Databricks Machine Learning Associate Certification: A Comprehensive Study Guide

Now? Why? How? With Detailed Study Guide

Dipendu Chanda
6 min readJul 29, 2023

The global stage is being reshaped by the deep-seated effects of technology, specifically the tidal wave of artificial intelligence (AI) and ML. Databricks has positioned itself as the premier platform for training these advanced models, growing in popularity due to its generative AI and large language model (LLM) capabilities. Databricks’ acquisition of MosaicML (link) has only increased its capacity, enabling customers to train their own LLMs easily and cost-effectively.

Given these developments, it’s clear why our machine learning certification is in high demand.
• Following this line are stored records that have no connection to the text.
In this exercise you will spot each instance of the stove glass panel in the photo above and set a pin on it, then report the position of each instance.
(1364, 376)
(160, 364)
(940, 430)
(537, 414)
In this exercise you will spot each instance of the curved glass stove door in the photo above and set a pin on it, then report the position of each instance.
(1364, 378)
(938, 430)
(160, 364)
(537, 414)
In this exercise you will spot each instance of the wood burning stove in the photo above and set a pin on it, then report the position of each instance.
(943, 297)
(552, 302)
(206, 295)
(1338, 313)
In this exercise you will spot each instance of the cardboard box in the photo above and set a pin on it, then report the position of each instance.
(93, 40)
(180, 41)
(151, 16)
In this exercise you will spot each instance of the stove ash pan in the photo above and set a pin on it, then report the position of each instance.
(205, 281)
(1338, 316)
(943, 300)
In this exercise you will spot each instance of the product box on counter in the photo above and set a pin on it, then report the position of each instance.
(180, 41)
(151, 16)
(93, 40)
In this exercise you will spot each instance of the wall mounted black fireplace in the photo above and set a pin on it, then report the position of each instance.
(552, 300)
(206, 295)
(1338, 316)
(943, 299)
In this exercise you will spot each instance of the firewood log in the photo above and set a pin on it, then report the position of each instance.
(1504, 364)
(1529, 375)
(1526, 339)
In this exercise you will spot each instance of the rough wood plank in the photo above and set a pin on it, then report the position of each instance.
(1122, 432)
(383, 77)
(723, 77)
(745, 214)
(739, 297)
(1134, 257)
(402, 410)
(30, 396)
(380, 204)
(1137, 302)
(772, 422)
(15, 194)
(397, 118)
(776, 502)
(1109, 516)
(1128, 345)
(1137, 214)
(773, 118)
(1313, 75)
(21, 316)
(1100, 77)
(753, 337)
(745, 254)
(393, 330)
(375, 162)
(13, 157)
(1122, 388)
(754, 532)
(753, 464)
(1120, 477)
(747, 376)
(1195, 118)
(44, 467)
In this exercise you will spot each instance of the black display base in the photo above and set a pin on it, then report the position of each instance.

Both organizations hunting for qualified professionals and individuals eager to highlight their credentials are increasingly recognizing its value.

Why should you trust my guidance? Great question! I hold both — ML Associate and Professional Certification from Databricks, and several others including Data Engineering and Analyst. You can verify my credentials here (link).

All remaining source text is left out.